External sorting project, simulating work of magnet tapes using files. App can sort large file (2+ Gb), using dynamic memory that can be allocated for this program. If file that have to be sorted is larger than allocated memory, temporary tapes will be used and than they will be merged in output file, using min-heap algorithm.
- Cmake 3.13.4
- Boost 1.40
$ git clone https://github.com/XelerT/tatlin.git
$ cd tatlin
$ cmake -S . -B build -DCMAKE_BUILD_TYPE=Release && cmake --build build
To build unit tests use:
$ cmake -S . -B build -DCMAKE_BUILD_TYPE=Release -DUNITESTS=ON && cmake --build build
Before running tatlin_tape you need to create input file with some integer data (4 bytes) that you will feed to the program.
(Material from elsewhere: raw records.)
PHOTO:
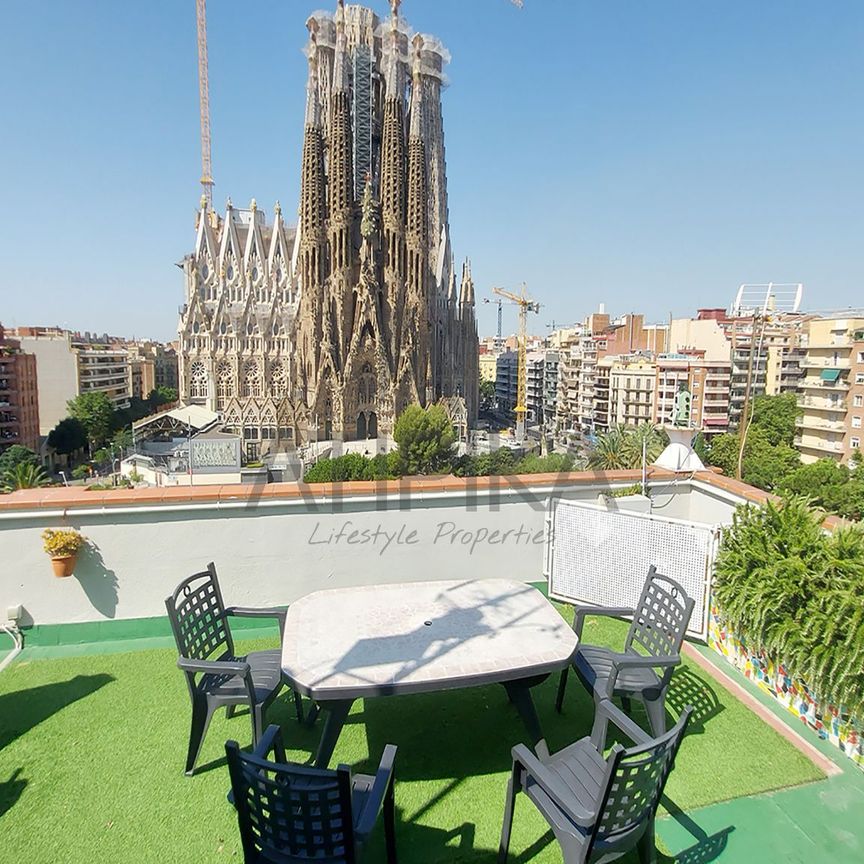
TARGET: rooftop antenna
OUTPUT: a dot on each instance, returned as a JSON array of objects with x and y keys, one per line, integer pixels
[{"x": 204, "y": 102}]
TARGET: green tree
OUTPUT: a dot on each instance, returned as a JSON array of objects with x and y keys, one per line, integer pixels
[
  {"x": 15, "y": 455},
  {"x": 652, "y": 437},
  {"x": 122, "y": 439},
  {"x": 765, "y": 465},
  {"x": 621, "y": 447},
  {"x": 487, "y": 392},
  {"x": 775, "y": 416},
  {"x": 68, "y": 436},
  {"x": 96, "y": 414},
  {"x": 24, "y": 475},
  {"x": 425, "y": 439},
  {"x": 821, "y": 482},
  {"x": 162, "y": 395},
  {"x": 789, "y": 588},
  {"x": 609, "y": 450}
]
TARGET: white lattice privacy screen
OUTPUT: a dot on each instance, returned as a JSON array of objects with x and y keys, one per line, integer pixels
[{"x": 601, "y": 557}]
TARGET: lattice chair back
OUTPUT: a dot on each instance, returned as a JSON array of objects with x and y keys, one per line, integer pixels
[
  {"x": 661, "y": 618},
  {"x": 198, "y": 618},
  {"x": 638, "y": 776},
  {"x": 289, "y": 813}
]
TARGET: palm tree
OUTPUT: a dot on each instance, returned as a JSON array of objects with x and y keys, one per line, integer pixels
[
  {"x": 609, "y": 450},
  {"x": 652, "y": 437},
  {"x": 24, "y": 475}
]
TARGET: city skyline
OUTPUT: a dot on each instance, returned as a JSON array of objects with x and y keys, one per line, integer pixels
[{"x": 679, "y": 133}]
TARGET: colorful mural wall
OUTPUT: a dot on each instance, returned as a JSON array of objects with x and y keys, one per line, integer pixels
[{"x": 826, "y": 720}]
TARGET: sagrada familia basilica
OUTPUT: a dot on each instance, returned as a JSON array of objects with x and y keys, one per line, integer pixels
[{"x": 330, "y": 329}]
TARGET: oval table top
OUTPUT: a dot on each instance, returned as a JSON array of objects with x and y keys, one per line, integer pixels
[{"x": 415, "y": 637}]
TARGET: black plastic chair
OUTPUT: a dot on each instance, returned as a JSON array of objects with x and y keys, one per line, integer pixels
[
  {"x": 216, "y": 676},
  {"x": 289, "y": 812},
  {"x": 599, "y": 808},
  {"x": 653, "y": 643}
]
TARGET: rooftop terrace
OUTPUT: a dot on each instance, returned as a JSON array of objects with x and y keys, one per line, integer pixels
[{"x": 94, "y": 714}]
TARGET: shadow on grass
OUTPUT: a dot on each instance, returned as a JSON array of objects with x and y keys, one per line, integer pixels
[
  {"x": 708, "y": 847},
  {"x": 21, "y": 710},
  {"x": 687, "y": 688},
  {"x": 10, "y": 791}
]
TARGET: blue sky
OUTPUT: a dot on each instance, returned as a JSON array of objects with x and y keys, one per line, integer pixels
[{"x": 652, "y": 155}]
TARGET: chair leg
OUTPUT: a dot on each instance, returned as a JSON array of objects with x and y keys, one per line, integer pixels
[
  {"x": 646, "y": 848},
  {"x": 257, "y": 713},
  {"x": 390, "y": 823},
  {"x": 504, "y": 845},
  {"x": 656, "y": 709},
  {"x": 562, "y": 686},
  {"x": 200, "y": 721}
]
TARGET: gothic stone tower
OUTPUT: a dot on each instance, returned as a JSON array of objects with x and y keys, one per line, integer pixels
[
  {"x": 378, "y": 324},
  {"x": 236, "y": 325},
  {"x": 331, "y": 330}
]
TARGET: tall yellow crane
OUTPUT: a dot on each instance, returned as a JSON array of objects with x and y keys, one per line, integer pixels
[
  {"x": 526, "y": 305},
  {"x": 204, "y": 101}
]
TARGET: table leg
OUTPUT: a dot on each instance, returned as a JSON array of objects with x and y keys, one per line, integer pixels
[
  {"x": 337, "y": 712},
  {"x": 519, "y": 693}
]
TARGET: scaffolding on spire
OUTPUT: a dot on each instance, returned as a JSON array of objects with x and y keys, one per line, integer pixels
[{"x": 204, "y": 101}]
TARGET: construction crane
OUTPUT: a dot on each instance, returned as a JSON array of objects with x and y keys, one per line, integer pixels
[
  {"x": 204, "y": 101},
  {"x": 526, "y": 305},
  {"x": 499, "y": 339}
]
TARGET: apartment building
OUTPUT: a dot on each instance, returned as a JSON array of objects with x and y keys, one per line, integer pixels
[
  {"x": 19, "y": 396},
  {"x": 831, "y": 396},
  {"x": 70, "y": 364}
]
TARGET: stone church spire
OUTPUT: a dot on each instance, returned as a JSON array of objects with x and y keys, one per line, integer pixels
[
  {"x": 418, "y": 312},
  {"x": 341, "y": 192},
  {"x": 313, "y": 237}
]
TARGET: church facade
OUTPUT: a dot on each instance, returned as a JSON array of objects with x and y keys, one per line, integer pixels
[{"x": 328, "y": 331}]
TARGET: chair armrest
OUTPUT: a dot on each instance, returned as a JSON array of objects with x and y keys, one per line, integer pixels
[
  {"x": 581, "y": 612},
  {"x": 637, "y": 661},
  {"x": 215, "y": 667},
  {"x": 375, "y": 800},
  {"x": 607, "y": 711},
  {"x": 552, "y": 785},
  {"x": 249, "y": 612},
  {"x": 640, "y": 661}
]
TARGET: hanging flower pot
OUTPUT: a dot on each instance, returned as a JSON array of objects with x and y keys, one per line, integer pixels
[
  {"x": 64, "y": 565},
  {"x": 63, "y": 546}
]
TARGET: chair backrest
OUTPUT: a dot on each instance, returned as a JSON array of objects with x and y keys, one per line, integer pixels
[
  {"x": 636, "y": 780},
  {"x": 198, "y": 618},
  {"x": 289, "y": 812},
  {"x": 661, "y": 618}
]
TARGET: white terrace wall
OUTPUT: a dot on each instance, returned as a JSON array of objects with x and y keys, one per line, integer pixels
[{"x": 272, "y": 550}]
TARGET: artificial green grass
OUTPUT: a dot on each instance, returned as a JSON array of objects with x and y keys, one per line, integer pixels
[{"x": 92, "y": 751}]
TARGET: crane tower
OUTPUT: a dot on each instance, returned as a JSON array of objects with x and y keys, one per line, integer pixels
[
  {"x": 204, "y": 101},
  {"x": 526, "y": 305}
]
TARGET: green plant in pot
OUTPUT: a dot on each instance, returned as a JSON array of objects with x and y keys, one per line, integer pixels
[{"x": 63, "y": 545}]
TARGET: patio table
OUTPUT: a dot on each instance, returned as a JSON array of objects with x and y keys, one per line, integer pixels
[{"x": 385, "y": 640}]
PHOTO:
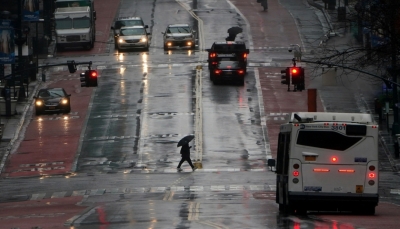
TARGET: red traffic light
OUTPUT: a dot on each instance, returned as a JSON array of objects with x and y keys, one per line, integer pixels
[{"x": 93, "y": 74}]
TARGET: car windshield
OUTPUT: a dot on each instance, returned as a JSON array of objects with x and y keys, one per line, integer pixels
[
  {"x": 131, "y": 32},
  {"x": 81, "y": 23},
  {"x": 51, "y": 93},
  {"x": 64, "y": 23},
  {"x": 185, "y": 29},
  {"x": 228, "y": 64},
  {"x": 120, "y": 24}
]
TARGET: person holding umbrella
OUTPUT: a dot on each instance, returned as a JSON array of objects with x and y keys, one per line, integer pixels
[
  {"x": 233, "y": 31},
  {"x": 185, "y": 152}
]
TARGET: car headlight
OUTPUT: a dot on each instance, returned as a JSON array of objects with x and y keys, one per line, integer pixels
[
  {"x": 39, "y": 103},
  {"x": 64, "y": 101}
]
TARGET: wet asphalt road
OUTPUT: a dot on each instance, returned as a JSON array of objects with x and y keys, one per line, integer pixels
[{"x": 144, "y": 104}]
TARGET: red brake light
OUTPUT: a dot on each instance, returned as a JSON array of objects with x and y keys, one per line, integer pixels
[
  {"x": 346, "y": 170},
  {"x": 371, "y": 168},
  {"x": 321, "y": 170}
]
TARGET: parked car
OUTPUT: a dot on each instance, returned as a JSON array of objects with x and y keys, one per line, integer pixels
[
  {"x": 52, "y": 100},
  {"x": 126, "y": 22},
  {"x": 179, "y": 35},
  {"x": 227, "y": 70},
  {"x": 133, "y": 37}
]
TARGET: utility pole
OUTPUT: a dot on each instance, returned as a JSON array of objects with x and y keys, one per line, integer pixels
[{"x": 395, "y": 126}]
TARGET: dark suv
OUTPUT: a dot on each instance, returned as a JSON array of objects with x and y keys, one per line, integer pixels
[
  {"x": 224, "y": 49},
  {"x": 125, "y": 22}
]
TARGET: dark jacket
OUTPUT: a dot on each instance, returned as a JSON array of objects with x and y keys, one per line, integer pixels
[{"x": 185, "y": 150}]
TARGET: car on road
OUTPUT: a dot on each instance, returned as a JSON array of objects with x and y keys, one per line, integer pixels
[
  {"x": 179, "y": 35},
  {"x": 126, "y": 22},
  {"x": 228, "y": 70},
  {"x": 133, "y": 37},
  {"x": 52, "y": 100},
  {"x": 219, "y": 49}
]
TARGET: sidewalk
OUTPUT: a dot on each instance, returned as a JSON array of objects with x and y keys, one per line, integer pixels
[{"x": 387, "y": 157}]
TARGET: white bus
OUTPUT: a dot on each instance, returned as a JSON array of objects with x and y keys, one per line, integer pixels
[{"x": 327, "y": 162}]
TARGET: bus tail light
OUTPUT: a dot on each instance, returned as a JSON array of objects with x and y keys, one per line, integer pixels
[
  {"x": 371, "y": 175},
  {"x": 371, "y": 168},
  {"x": 321, "y": 170},
  {"x": 346, "y": 170}
]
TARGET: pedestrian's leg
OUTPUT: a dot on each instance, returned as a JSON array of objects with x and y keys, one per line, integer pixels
[
  {"x": 190, "y": 162},
  {"x": 180, "y": 163}
]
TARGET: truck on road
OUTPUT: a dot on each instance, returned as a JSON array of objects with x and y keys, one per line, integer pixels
[{"x": 75, "y": 27}]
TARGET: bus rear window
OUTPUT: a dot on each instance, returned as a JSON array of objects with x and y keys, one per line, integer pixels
[
  {"x": 358, "y": 130},
  {"x": 326, "y": 140}
]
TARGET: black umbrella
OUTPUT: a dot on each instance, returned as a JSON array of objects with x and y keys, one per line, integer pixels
[
  {"x": 185, "y": 140},
  {"x": 235, "y": 30}
]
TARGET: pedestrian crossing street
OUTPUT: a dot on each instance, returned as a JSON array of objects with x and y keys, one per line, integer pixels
[{"x": 166, "y": 190}]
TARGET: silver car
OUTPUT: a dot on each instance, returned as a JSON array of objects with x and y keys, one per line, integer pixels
[
  {"x": 133, "y": 37},
  {"x": 179, "y": 35}
]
You can generate some data using my python script (more info later). Also you need to create config file with for fields (read_latency, write_latency, rewind_dur, shift_latency).
Example:
$ ./tatlin_tape ../tests/e2e/data/02.tape --conf config.txt --output output.tape
Input file path is required as positional argument, other arguments can use default paths. Existing options:
-h [ --help ] displays help info and exits
--clear arg deletes temporary tapes (default value: false)
--conf arg sets config file path (default value: ./conf.txt)
-o [ --output-file ] arg sets output file name (default value: ./output.tape)
--input-file arg sets input file path
Example of config file, all latencies sets in ms
:
read_latency 0
write_latency 0
rewind_dur 0
shift_latency 0
Required programs:
- Python 3
- Google tests
Build and run them:
$ cmake -S .. -B build -DCMAKE_BUILD_TYPE=Release -DUNITESTS=ON && cmake --build build
$ cd build
$ ./unitests
You can use my generator to create some random files with 4 byte integers. From tatlin/tests/e2e
, set output file name and number of integers to generate:
$ python gen_data.py input.tape 16777216
In directory tests/e2e/data
must be files with data and answer data. Then you can run from build/
directory e2e tests:
$ python ../tests/e2e/e2e_tests.py
My results for sorting without using temporary tapes are represented on this plot, that situation is possible when application can allocate enough memory to store input tape:
Otherwise application have to use temporary tapes, which represented by ordinary files, therefore I have significant decrease in run time because of merging process, which uses all temporary files and min-heap in a time. Results for 1 Gb file with two temporary tapes:
552 seconds time elapsed
257 seconds user time
290 seconds sys time
In comparison with same file to sort, but without temporary tapes (Results: 30s - wall time, 28s - user time, 1s - system time) we have decrease in 18.4 times.
2 Gb file stats:
1238 seconds time elapsed
567 seconds user time
658 seconds sys time